Marta Dunphy-Moriel, partner, and Judit Garrido-Fontova, associates at Kemp Little, a London law firm, look at the types of technical risk that can affect digital health businesses.
The evolution of digital health industry
During the last decade digital health businesses have increased significantly. Many organisations are designing and launching different devices and applications for consumers that help them with the control of their healthcare and wellbeing. The concern rises when users’ personal data is collected and processed, especially sensitive data. Health data, genetic or even biometric data are considered special category data under the EU General Data Protection Regulation (“GDPR”) and UK data protection legislation. Processing special category data requires additional safeguards, which smaller companies may struggle to achieve. Therefore, privacy and data protection compliance become a real challenge for many organisations.
Sharing personal data
One of the main aspects to consider is how can organisations share individuals’ personal data. There are certain restrictions which need to be considered. According to the GDPR, if an organisation, acting as controller of the personal data, aims at sharing special category data, the organisation must rely on a valid legal basis for sharing and an additional special condition such as, for instance, explicit consent from the individual or reasons of public interest in the area of public health. In this respect, organisations may fall under the risk of not processing personal data lawfully.
Transparency
Normally, it is the data controller who directly provides a privacy notice to individuals. However, in the field of digital health, it often happens that companies have to rely on a third party to deliver that information to data subjects. This poses a risk as there may be a lack of control over the final content of the privacy notice in question. To mitigate this risk, it is important that organisations: (i) identify who will have direct contact with the end-customer, and (ii) ensure that contractual arrangements are included to guarantee that the information provided to individuals is complete, adequate and correct.
In addition, and as mentioned above, the explicit consent from subjects to process their data is required in some cases. In this respect, some controllers rely on third party processors for such collection, however the risk may appear if the processor, who is acting on behalf the controller, does not ensure that the details of the controller are gathered in such consent wording leading individuals to confusion as to who is actually the controller of their data.
Risk of personal data processing by employees
It is important to add that behind the digital health businesses, there are employees accessing and managing health data. Although they shall be subject to confidentiality obligation and to internal policies and procedures and their IT devices may be protected with technical security measures, privacy challenges may increase when they bring their own device or work from home.
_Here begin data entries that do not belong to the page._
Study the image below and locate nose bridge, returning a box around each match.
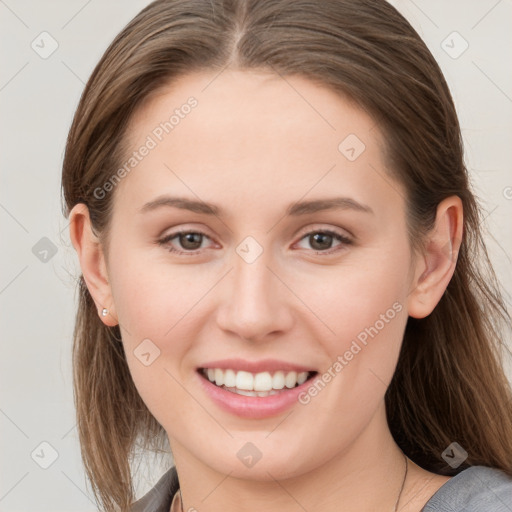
[234,251,274,307]
[215,243,292,340]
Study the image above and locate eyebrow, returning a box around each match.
[138,195,374,216]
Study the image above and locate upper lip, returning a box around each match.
[198,358,315,374]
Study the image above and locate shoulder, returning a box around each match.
[130,466,179,512]
[422,465,512,512]
[127,465,512,512]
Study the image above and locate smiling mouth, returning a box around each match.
[198,368,318,397]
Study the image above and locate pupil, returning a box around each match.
[180,233,202,249]
[310,233,332,251]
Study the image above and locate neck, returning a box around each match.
[170,403,409,512]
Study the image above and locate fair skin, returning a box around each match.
[70,70,462,512]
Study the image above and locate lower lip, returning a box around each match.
[197,371,316,419]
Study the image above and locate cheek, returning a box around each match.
[293,263,408,439]
[301,243,411,378]
[107,253,213,419]
[109,250,209,343]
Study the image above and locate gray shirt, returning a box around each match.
[130,465,512,512]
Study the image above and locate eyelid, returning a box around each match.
[293,223,353,242]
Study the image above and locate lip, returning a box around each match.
[198,358,314,374]
[196,361,318,419]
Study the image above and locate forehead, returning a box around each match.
[127,68,380,156]
[113,69,403,223]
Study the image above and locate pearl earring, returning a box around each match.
[101,308,108,317]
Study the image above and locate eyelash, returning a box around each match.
[157,228,353,256]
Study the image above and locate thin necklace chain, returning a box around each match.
[395,452,409,512]
[177,453,409,512]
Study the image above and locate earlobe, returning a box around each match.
[69,203,118,327]
[407,196,463,319]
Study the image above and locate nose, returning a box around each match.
[215,249,294,342]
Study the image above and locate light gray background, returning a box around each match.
[1,1,511,510]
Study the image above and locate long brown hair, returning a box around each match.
[61,0,512,510]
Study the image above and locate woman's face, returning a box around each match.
[103,70,419,480]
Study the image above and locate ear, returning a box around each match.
[69,203,118,327]
[407,196,463,319]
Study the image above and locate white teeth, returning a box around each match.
[254,372,273,391]
[224,387,281,397]
[202,368,312,392]
[234,389,256,396]
[235,371,254,390]
[297,372,308,385]
[285,371,298,388]
[272,371,285,389]
[224,369,236,387]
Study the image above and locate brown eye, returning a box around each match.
[178,232,203,250]
[158,230,212,254]
[295,230,353,254]
[309,232,334,251]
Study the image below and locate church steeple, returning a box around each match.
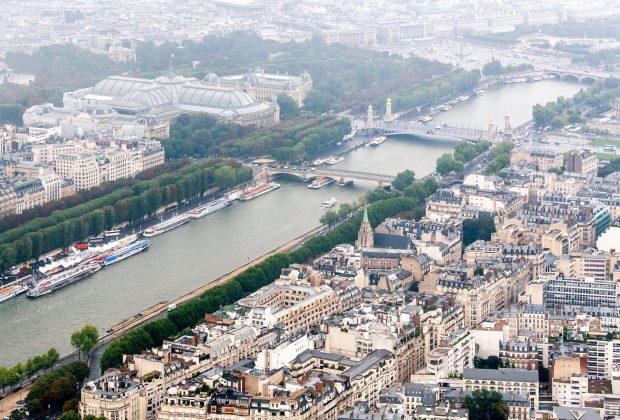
[357,205,374,249]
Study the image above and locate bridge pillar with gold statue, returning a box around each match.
[487,116,496,143]
[384,98,392,122]
[504,110,512,138]
[366,105,374,130]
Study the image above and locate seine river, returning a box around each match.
[0,80,583,366]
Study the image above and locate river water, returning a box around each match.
[0,80,583,366]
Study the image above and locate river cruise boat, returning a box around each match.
[104,229,121,237]
[456,95,470,102]
[369,136,386,147]
[0,284,28,304]
[240,182,280,201]
[321,197,338,208]
[102,240,149,266]
[312,157,328,166]
[185,197,232,219]
[325,156,344,165]
[437,104,452,112]
[308,177,335,189]
[143,214,190,237]
[27,263,102,298]
[418,115,433,123]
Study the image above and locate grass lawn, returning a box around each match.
[596,152,620,161]
[590,138,620,147]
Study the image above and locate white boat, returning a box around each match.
[143,214,190,237]
[308,177,335,189]
[104,229,121,237]
[240,182,280,201]
[369,136,386,147]
[321,197,337,208]
[437,104,452,111]
[418,115,433,123]
[102,240,149,266]
[312,158,328,166]
[456,95,469,102]
[27,264,102,298]
[185,197,232,219]
[0,284,28,304]
[325,156,344,165]
[474,89,485,96]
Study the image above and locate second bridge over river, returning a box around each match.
[261,167,396,186]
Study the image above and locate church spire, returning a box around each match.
[357,204,373,249]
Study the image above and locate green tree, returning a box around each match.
[59,411,80,420]
[474,355,501,369]
[436,153,463,175]
[320,210,340,226]
[392,169,416,191]
[464,389,508,420]
[277,94,300,120]
[303,90,332,113]
[462,216,496,246]
[70,324,99,359]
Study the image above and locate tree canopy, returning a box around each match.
[464,389,509,420]
[462,216,496,246]
[70,324,99,358]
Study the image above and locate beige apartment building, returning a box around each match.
[80,374,145,420]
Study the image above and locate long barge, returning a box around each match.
[240,182,280,201]
[143,214,190,237]
[102,240,150,266]
[27,263,102,298]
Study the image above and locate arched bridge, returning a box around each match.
[488,69,603,84]
[374,120,489,143]
[262,167,395,185]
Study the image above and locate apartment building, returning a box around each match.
[499,340,539,370]
[437,273,507,329]
[238,281,343,337]
[543,276,617,316]
[80,374,145,420]
[427,328,475,379]
[463,368,539,410]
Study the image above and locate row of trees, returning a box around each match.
[481,59,533,76]
[0,161,187,235]
[100,169,434,371]
[0,160,252,270]
[0,348,59,393]
[25,361,90,414]
[218,116,352,162]
[435,141,491,176]
[483,141,515,175]
[391,69,481,113]
[163,112,351,162]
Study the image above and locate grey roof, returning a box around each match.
[553,406,601,420]
[463,368,539,383]
[179,85,253,108]
[93,76,153,97]
[344,349,392,380]
[373,232,411,250]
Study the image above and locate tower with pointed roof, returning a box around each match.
[357,205,374,249]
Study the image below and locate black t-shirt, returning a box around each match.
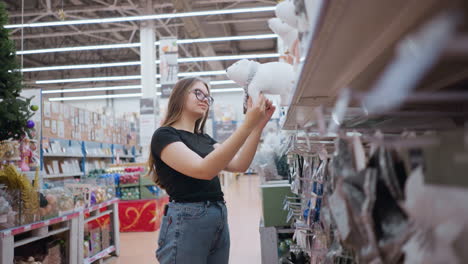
[150,126,224,202]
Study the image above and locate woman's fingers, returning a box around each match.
[265,99,272,109]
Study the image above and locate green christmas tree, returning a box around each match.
[0,2,34,140]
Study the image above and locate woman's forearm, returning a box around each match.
[199,122,255,177]
[230,128,262,172]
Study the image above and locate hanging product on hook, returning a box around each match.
[362,11,460,114]
[328,88,351,134]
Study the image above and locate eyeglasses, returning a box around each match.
[192,89,214,106]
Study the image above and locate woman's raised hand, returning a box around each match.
[244,93,275,130]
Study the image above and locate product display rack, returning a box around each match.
[283,0,468,130]
[78,199,120,264]
[268,0,468,263]
[0,198,120,264]
[42,138,140,180]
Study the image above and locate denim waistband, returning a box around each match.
[169,198,225,204]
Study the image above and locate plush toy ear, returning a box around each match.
[275,0,297,28]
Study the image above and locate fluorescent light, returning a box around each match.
[176,34,277,44]
[178,70,226,77]
[209,80,236,85]
[18,34,278,55]
[211,88,244,93]
[178,53,279,63]
[42,85,142,94]
[17,43,141,55]
[25,53,279,72]
[6,6,275,29]
[35,71,226,84]
[155,80,235,88]
[41,80,237,94]
[23,61,140,72]
[47,87,243,101]
[36,75,141,84]
[48,88,243,101]
[48,93,143,101]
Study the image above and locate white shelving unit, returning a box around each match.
[86,155,113,159]
[44,153,84,158]
[44,172,83,179]
[118,155,134,159]
[283,0,467,131]
[262,1,467,263]
[84,246,116,264]
[0,198,120,264]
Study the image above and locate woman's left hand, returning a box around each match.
[256,98,276,130]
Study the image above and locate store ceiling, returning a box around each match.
[4,0,277,96]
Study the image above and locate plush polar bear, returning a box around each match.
[276,0,312,33]
[275,0,298,29]
[226,59,295,109]
[268,18,298,50]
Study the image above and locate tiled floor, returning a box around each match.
[106,174,262,264]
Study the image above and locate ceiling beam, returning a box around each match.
[10,26,139,40]
[10,14,49,35]
[22,56,44,67]
[172,0,224,71]
[8,3,172,18]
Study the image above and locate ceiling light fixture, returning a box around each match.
[36,70,227,84]
[48,87,243,101]
[6,6,275,29]
[48,93,143,101]
[24,53,279,72]
[36,75,141,84]
[42,81,238,94]
[42,85,142,94]
[17,34,278,55]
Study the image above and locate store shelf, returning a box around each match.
[14,227,70,248]
[283,0,467,130]
[83,198,119,214]
[0,199,120,264]
[44,172,83,179]
[21,171,39,181]
[118,183,140,187]
[84,245,116,264]
[116,155,134,159]
[86,155,113,158]
[44,153,84,158]
[84,209,113,224]
[0,212,80,238]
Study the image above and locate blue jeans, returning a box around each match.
[156,201,230,264]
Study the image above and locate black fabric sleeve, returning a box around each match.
[204,133,218,145]
[151,127,182,157]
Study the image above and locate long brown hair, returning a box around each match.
[147,77,211,187]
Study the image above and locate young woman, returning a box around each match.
[148,77,275,264]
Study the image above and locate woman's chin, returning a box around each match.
[191,110,206,118]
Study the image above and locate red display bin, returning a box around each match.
[118,197,169,232]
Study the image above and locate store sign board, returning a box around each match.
[159,37,178,98]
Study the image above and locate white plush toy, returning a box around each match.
[268,18,298,50]
[226,59,295,109]
[275,0,298,29]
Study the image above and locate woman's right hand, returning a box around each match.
[244,93,268,130]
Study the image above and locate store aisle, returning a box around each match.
[107,231,160,264]
[107,174,262,264]
[225,174,262,264]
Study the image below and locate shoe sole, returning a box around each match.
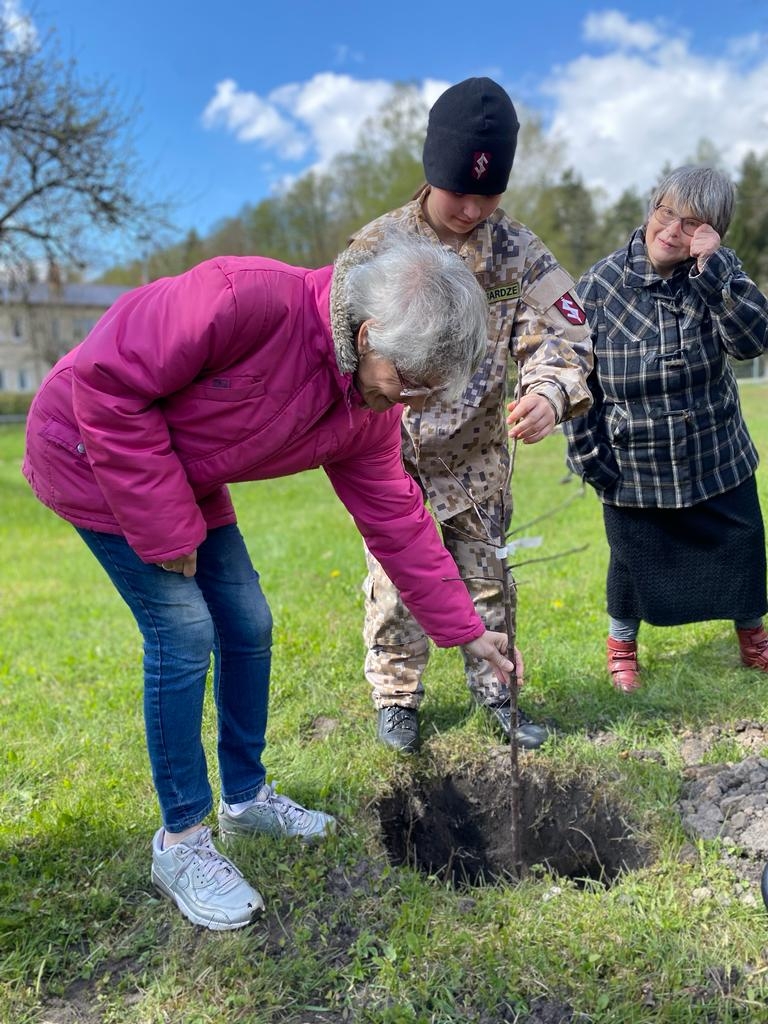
[611,679,642,693]
[217,820,336,843]
[377,736,420,754]
[151,868,263,930]
[514,732,549,750]
[485,711,551,750]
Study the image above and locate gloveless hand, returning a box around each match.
[506,392,557,444]
[463,630,519,685]
[690,223,720,271]
[156,551,198,577]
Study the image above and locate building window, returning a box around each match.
[18,368,32,390]
[0,369,6,390]
[72,316,97,342]
[12,316,23,341]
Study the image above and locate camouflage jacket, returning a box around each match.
[349,192,593,520]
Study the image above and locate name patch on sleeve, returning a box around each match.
[486,283,521,304]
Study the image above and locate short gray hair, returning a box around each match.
[342,232,488,399]
[648,166,735,237]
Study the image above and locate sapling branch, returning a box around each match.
[435,365,584,878]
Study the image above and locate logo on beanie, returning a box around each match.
[472,151,491,181]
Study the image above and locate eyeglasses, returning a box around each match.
[653,204,703,237]
[395,366,448,399]
[358,347,448,400]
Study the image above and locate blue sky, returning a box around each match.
[14,0,768,261]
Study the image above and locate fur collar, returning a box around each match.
[329,246,373,374]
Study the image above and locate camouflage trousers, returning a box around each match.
[363,493,515,709]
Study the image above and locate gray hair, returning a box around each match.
[648,166,735,237]
[342,232,488,400]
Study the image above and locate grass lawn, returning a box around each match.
[2,384,768,1023]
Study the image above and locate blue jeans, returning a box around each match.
[76,524,273,832]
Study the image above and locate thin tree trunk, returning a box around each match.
[499,553,522,878]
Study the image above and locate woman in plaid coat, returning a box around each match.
[563,166,768,692]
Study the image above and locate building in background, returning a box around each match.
[0,278,129,393]
[2,275,763,394]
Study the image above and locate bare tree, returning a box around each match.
[0,13,169,273]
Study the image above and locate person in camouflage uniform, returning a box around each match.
[351,77,593,752]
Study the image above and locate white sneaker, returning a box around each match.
[151,826,263,930]
[218,783,336,842]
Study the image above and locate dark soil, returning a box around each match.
[377,745,652,886]
[374,722,768,899]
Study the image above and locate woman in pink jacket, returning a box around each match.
[23,233,513,931]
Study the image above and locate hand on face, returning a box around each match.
[689,223,721,269]
[506,393,557,444]
[646,200,720,277]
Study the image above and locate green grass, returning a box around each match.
[3,385,768,1022]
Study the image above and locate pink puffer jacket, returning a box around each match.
[22,255,485,648]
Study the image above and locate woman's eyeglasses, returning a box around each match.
[358,347,448,400]
[395,366,447,399]
[653,204,703,237]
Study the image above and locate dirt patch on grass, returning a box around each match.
[376,723,768,895]
[376,746,652,886]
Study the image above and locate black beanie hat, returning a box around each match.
[422,77,519,196]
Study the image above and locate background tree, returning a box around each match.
[595,187,646,259]
[205,211,255,261]
[0,17,168,275]
[526,168,603,278]
[502,109,569,226]
[97,83,768,304]
[330,83,427,243]
[728,151,768,290]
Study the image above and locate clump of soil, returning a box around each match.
[674,722,768,895]
[679,755,768,853]
[377,748,652,886]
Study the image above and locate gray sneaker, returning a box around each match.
[218,783,336,842]
[151,826,263,931]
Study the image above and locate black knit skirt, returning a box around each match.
[604,476,767,626]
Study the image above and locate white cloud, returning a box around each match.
[200,12,768,209]
[270,73,393,164]
[422,78,451,110]
[333,43,364,66]
[202,73,446,176]
[725,32,767,62]
[202,79,308,159]
[545,13,768,203]
[582,10,664,51]
[2,0,38,51]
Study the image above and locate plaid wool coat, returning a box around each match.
[564,227,768,508]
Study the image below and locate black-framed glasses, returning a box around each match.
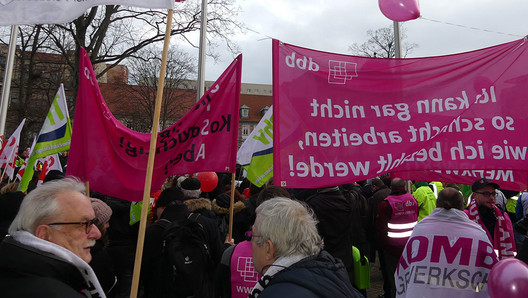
[474,191,497,198]
[47,218,97,234]
[244,231,263,242]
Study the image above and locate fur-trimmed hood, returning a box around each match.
[212,200,245,215]
[183,197,212,212]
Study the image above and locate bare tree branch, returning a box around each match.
[349,25,418,58]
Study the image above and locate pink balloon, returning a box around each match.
[196,172,218,193]
[489,258,528,298]
[379,0,420,22]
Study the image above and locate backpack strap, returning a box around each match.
[188,212,200,221]
[157,218,172,229]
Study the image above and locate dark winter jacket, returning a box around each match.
[368,185,392,247]
[257,251,363,298]
[232,193,259,243]
[304,187,355,276]
[142,203,223,298]
[90,240,117,297]
[212,198,245,241]
[183,197,217,220]
[0,236,89,297]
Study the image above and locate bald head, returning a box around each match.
[391,178,406,192]
[436,187,465,210]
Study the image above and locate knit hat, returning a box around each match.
[176,176,187,188]
[181,177,201,190]
[216,193,230,208]
[43,170,65,183]
[90,198,112,224]
[156,188,185,208]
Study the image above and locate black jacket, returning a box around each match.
[0,236,90,297]
[142,203,223,298]
[305,188,355,275]
[257,251,363,298]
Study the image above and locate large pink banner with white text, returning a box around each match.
[67,48,241,201]
[272,38,528,190]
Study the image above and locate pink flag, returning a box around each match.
[272,38,528,190]
[67,48,241,201]
[0,118,25,180]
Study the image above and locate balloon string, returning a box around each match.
[419,16,524,38]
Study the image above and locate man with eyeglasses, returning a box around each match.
[0,177,106,297]
[465,178,517,260]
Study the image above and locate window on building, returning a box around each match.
[247,88,251,93]
[10,92,19,104]
[240,105,249,118]
[241,124,250,136]
[254,89,259,94]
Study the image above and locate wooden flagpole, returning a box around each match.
[130,9,173,298]
[0,165,7,183]
[228,172,236,239]
[85,181,90,197]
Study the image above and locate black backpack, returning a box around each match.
[159,213,212,297]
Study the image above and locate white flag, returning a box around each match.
[0,118,26,180]
[15,137,36,182]
[36,153,63,187]
[19,84,72,192]
[237,107,273,187]
[0,0,177,26]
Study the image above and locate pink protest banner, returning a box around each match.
[67,48,241,201]
[393,169,528,191]
[272,38,528,190]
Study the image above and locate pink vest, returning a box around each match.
[386,193,418,247]
[230,241,262,298]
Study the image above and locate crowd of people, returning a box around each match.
[0,167,528,298]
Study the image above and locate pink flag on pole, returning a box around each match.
[67,48,241,201]
[272,38,528,190]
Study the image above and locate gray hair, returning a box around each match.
[9,177,86,235]
[254,197,323,259]
[182,189,201,199]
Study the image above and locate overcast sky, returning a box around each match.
[194,0,528,85]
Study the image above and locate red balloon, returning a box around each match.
[379,0,420,22]
[489,258,528,298]
[196,172,218,193]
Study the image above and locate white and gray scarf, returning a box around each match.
[12,230,106,298]
[249,254,307,298]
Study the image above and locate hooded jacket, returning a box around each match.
[257,251,363,298]
[304,187,355,275]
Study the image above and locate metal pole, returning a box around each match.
[393,21,401,58]
[0,25,18,138]
[196,0,208,102]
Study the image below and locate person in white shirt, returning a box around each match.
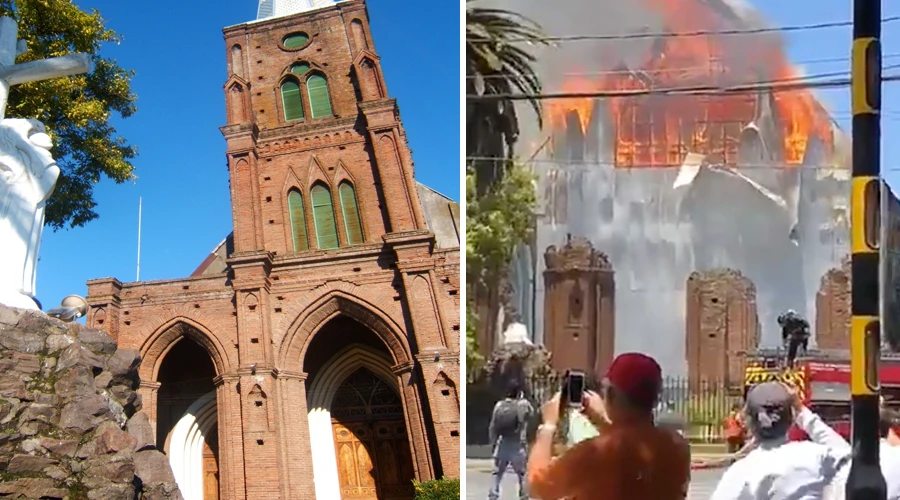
[809,407,900,500]
[710,382,851,500]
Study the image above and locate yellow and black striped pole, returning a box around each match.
[847,1,885,499]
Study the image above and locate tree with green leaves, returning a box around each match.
[466,0,547,194]
[465,162,535,376]
[0,0,137,229]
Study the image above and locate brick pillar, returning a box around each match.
[415,354,460,478]
[138,381,160,443]
[393,363,435,481]
[685,269,758,388]
[274,370,315,499]
[215,375,246,500]
[85,278,123,340]
[542,236,615,376]
[227,251,280,498]
[361,99,426,233]
[815,257,851,350]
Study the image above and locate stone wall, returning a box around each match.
[0,305,181,500]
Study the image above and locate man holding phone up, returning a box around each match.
[526,353,691,500]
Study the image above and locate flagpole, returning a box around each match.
[136,197,142,282]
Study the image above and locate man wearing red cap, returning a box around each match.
[526,353,691,499]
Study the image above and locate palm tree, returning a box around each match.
[466,1,547,194]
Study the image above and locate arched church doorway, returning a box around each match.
[305,316,416,500]
[155,333,220,500]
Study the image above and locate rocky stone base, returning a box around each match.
[0,305,182,499]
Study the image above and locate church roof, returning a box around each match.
[256,0,349,21]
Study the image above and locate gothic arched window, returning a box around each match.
[287,189,309,251]
[280,78,304,121]
[339,182,363,245]
[311,183,338,250]
[307,73,333,118]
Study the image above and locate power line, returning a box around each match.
[470,16,900,44]
[467,71,900,102]
[465,157,850,168]
[467,54,900,81]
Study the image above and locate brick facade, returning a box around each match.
[542,237,615,376]
[685,269,759,387]
[85,2,460,498]
[815,257,851,351]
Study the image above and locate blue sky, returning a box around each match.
[34,0,460,310]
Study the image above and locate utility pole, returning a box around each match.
[847,0,885,499]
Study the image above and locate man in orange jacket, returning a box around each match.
[526,353,691,499]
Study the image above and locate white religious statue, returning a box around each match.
[0,17,91,310]
[501,322,533,346]
[0,119,59,309]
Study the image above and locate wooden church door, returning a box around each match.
[331,368,416,500]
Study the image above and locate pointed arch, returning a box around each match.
[279,290,412,371]
[306,72,333,118]
[311,183,338,250]
[338,181,363,245]
[290,62,311,77]
[306,156,331,187]
[139,317,230,384]
[230,44,244,78]
[280,77,304,121]
[306,344,402,500]
[349,19,369,54]
[287,189,309,251]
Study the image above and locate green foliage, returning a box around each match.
[465,1,546,124]
[413,477,460,500]
[466,305,483,382]
[465,161,536,291]
[0,0,137,229]
[466,1,548,192]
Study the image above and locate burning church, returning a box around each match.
[497,0,852,380]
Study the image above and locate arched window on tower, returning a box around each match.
[307,73,333,119]
[287,189,309,251]
[311,184,338,250]
[291,62,310,77]
[280,78,304,121]
[339,182,363,245]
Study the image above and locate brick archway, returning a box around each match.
[279,290,412,371]
[139,316,231,383]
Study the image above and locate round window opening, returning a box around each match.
[283,32,309,49]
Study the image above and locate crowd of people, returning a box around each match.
[485,352,900,500]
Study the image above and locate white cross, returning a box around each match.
[0,17,92,119]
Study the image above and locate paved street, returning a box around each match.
[465,460,725,499]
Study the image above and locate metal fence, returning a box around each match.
[466,374,741,445]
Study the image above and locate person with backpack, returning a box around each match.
[488,381,534,500]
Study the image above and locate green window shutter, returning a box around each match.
[307,74,333,118]
[291,63,310,76]
[339,182,364,245]
[281,80,304,121]
[311,184,339,250]
[287,190,309,251]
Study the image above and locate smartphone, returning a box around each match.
[565,370,585,407]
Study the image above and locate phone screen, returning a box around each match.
[567,371,585,406]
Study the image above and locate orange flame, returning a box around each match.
[545,0,835,168]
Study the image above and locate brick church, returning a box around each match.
[84,1,461,498]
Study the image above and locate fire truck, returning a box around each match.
[743,348,900,440]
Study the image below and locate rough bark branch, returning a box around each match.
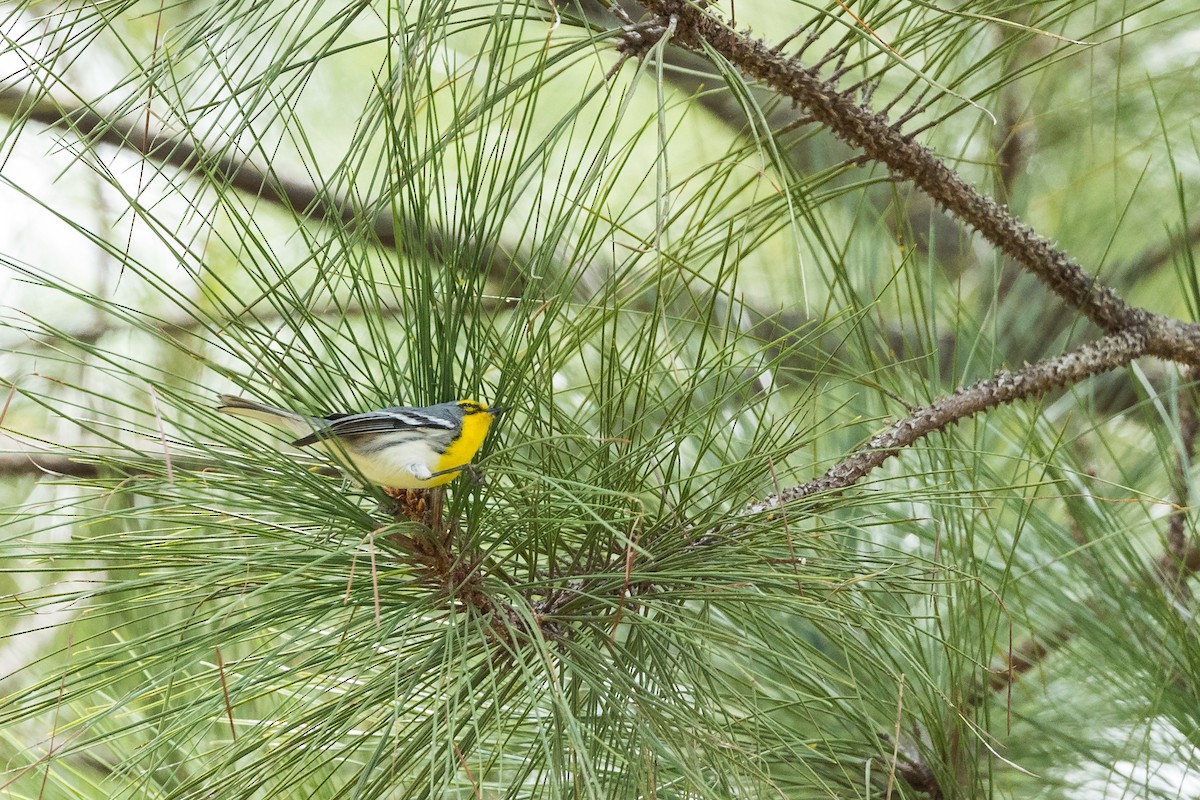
[609,1,1200,519]
[631,1,1200,366]
[634,1,1131,329]
[742,329,1150,517]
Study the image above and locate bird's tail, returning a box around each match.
[216,394,315,439]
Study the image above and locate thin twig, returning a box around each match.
[368,531,382,627]
[0,450,210,479]
[215,646,237,741]
[0,84,514,278]
[983,627,1072,697]
[0,450,339,480]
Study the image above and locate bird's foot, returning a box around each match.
[460,464,487,485]
[380,485,444,526]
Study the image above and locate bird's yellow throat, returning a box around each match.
[431,402,497,484]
These are three main challenges:
- Clash between personal-professional nature of the device and employee’s expectation of privacy.
- Challenges in controlling security in devices that are not owned by the organisation.
- Potential personal data and security breaches.
While organisations may put their best efforts to physically secure the devices against loss, theft or use by not authorised persons, potential and residual risks are always there. Digital Health businesses should ensure their employees: (i) do not download or transfer any sensitive customer data (for example, health related information of individuals) to their own devices, including via e-mail attachments, unless specifically authorised by the customers, and (ii) do not use a device to capture images, video, or audio, where there is no need for doing so or it has not been authorised by their customers.
Conclusion
Having said that, we cannot argue that data protection compliance is one of the pillars of compliance that companies must face. Failure to comply with privacy requirements can result in high administrative fines as well as reputational damage to the organisations and especially in relation to entities that process data of a highly sensitive nature as happens in the digital health industry.